Auch die beste Freundschaft erhält sich nicht von selbst. Genau wie in einer Paar-Beziehung muss man auch mit der besten Freundin an der Freundschaft arbeiten und immer wieder gemeinsame Momente schaffen. Viele Freundschaften zerbrechen spätestens in der Zeit der Familiengründung und erst wenn die Kinder aus dem Haus sind, besinnt man sich wieder neu auf seine alten Freunde.

In der Zeit der Familiengründung entwickeln sich Alltag von Mutter und Single-Freundin in ganz unterschiedliche Richtungen. Ist ein Baby da, fehlt plötzlich die Zeit, die mit der Freundin verbracht werden kann. Der Alltag mit Kindern muss geregelt werden und dann ist da ja auch noch der Ehemann, der hin und wieder etwas Zeit mit seiner Frau verbringen möchte. Vielleicht kommt sogar noch ein Teilzeit-Job dazu. Stundenlange Telefongespräche mit der besten Freundin sind da zeitlich einfach nicht mehr machbar. Kaffeeklatsch wird zur Ausnahme und an den letzten gemeinsamen Kneipenabend kann man sich schon gar nicht mehr erinnern. Fehlen aber diese gemeinsamen Erlebnisse, entfremdet man sich voneinander. Man weiß nicht mehr automatisch, was die andere gerade denkt und fühlt. Die Freundschaft bekommt eine andere Qualität oder tröpfelt langsam aus. Kommen gar Neidgefühle hinzu, weil eine die Familie hat, die sich die andere vergeblich wünscht, oder eine erfolgreich ist und die andere nicht, wird es schwierig. Sind die Kinder dann erwachsen, bekommt die Freundschaft eine neue Chance, denn die Lebensweisen der Freundinnen gleichen sich wieder an. Jetzt ist wieder mehr Zeit für gemeinsame Erlebnisse und Telefonate. Vielleicht wird mit den Jahren aus dem Cocktail- und Kneipenabend ein gemütliches Treffen Zuhause bei einem guten Glas Wein. Entscheidend ist aber, dass man sich wieder trifft und die Muße für lange Gespräche hat.
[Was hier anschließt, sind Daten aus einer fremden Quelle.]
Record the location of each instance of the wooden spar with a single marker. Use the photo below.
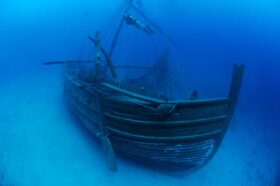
(119, 29)
(107, 57)
(106, 143)
(153, 24)
(68, 61)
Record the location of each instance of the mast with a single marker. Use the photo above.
(130, 3)
(103, 134)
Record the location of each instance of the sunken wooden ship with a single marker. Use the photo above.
(129, 120)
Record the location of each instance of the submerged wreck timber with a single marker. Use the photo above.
(130, 119)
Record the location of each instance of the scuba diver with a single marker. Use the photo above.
(131, 20)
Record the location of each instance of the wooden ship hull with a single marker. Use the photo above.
(132, 121)
(174, 134)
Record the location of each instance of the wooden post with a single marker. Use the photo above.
(108, 150)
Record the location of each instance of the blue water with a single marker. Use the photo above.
(41, 144)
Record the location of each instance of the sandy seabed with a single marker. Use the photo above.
(42, 144)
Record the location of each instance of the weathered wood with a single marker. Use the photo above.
(187, 137)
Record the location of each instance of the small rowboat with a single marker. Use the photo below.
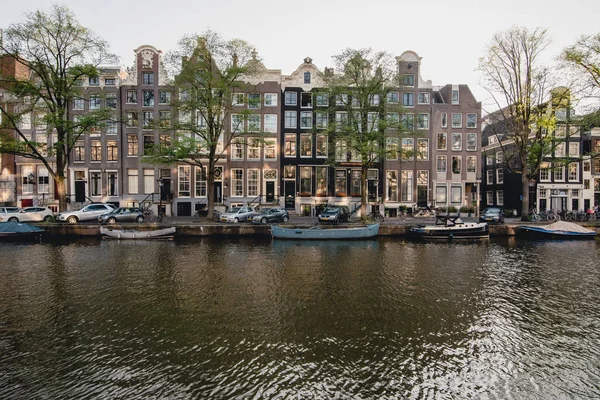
(320, 232)
(560, 230)
(166, 233)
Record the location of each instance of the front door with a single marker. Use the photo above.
(290, 195)
(372, 187)
(80, 191)
(270, 186)
(165, 189)
(218, 192)
(422, 196)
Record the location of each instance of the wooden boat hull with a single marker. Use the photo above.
(138, 235)
(325, 233)
(536, 232)
(19, 232)
(455, 232)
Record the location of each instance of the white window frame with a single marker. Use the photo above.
(237, 182)
(469, 125)
(459, 147)
(270, 99)
(305, 116)
(288, 117)
(291, 98)
(490, 177)
(253, 185)
(454, 124)
(270, 123)
(499, 176)
(471, 135)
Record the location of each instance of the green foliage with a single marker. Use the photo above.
(54, 52)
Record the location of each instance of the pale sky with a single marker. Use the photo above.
(450, 36)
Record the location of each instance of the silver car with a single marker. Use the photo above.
(238, 214)
(91, 212)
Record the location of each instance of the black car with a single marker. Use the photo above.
(492, 215)
(122, 214)
(335, 214)
(275, 214)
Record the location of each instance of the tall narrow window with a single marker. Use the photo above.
(148, 181)
(185, 177)
(253, 182)
(132, 181)
(321, 181)
(237, 182)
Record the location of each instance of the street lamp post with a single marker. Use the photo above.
(160, 185)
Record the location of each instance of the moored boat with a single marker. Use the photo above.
(166, 233)
(450, 228)
(321, 232)
(560, 230)
(19, 231)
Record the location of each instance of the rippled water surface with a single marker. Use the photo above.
(229, 319)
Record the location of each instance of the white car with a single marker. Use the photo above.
(28, 214)
(91, 212)
(4, 210)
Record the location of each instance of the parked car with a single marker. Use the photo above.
(91, 212)
(238, 214)
(122, 214)
(492, 215)
(335, 214)
(274, 214)
(5, 210)
(29, 214)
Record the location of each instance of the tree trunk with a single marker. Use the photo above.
(210, 188)
(363, 192)
(525, 194)
(61, 192)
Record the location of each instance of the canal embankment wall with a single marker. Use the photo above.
(244, 230)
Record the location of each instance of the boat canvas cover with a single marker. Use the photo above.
(18, 227)
(567, 227)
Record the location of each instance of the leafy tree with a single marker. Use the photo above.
(584, 57)
(207, 71)
(363, 118)
(56, 52)
(522, 89)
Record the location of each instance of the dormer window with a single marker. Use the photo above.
(307, 77)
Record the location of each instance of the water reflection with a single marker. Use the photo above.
(222, 318)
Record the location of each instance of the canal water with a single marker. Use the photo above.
(248, 319)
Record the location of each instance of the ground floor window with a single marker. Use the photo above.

Möglich, dass man etwas aus der Übung ist, aber das kommt sicher schnell wieder. Es gibt doch so viel zu erzählen, wenn man die beste Freundin lange nicht gesehen hat! Im Gegensatz zu Männerfreundschaften leben Frauenfreundschaften von der Kommunikation. Zu wenig davon - aus welchen Gründen auch immer - bedeutet oft das Aus der Freundschaft. Sei es, weil die Familie keine Zeit lässt oder weil Ärger über die Freundin nicht ausgesprochen wird und sich  so lange anhäuft, bis es nicht mehr geht.

Die beste Freundin für immer behalten

Es fällt Frauen oft schwer, mit ihrer Freundin über Dinge zu reden, die sie verletzen, nerven oder ärgern. Während man kein Problem hat, sich täglich mit seinem Partner zu streiten, erscheint es fast unmöglich, der besten Freundin gegenüber ehrlich die Meinung zu sagen oder Dinge anzusprechen, die nicht in Ordnung sind. Während man darauf gefasst ist, sich mit seinem Partner zu streiten, erwarten Frauen von ihren Freundinnen totale Harmonie. Will man eine bedrohte Freundschaft retten, ist es aber unausweichlich nötig, sich mit den Punkten auseinander zu setzen, in denen die Harmonie gerade fehlt. Es ist wichtig, der Freundin einzugestehen, dass man sich zurückgesetzt fühlt, dass das scheinbare Desinteresse schmerzt und dass man die Freundin vermisst. Das ist echte Beziehungsarbeit und ebenso anstrengend wie in einer Liebesbeziehung. Aber nur wenn Probleme ausgesprochen werden, hat man eine Chance, sie gemeinsam zu lösen. Das gilt für alle Freundinnen in jedem Alter, egal, ob die Freundschaft seit 30 oder erst seit drei Jahren besteht. Einfach ist es nicht, schließlich will man die Freundin nicht verletzen. Aber es lohnt sich auf jeden Fall. Die Beziehung zur besten Freundin ist etwas ganz Besonderes. Sie ist durch Nähe, Achtung und Wärme geprägt und verträgt Stärken ebenso wie Schwächen. Die beste Freundin ist immer loyal und zuverlässig und da, wenn man sie braucht. Und selbst wenn man sich im Lauf des Lebens mal aus den Augen verliert, findet man sich meistens irgendwann wieder. So ist sie eben, die Freundschaft mit der einen, allerbesten Freundin.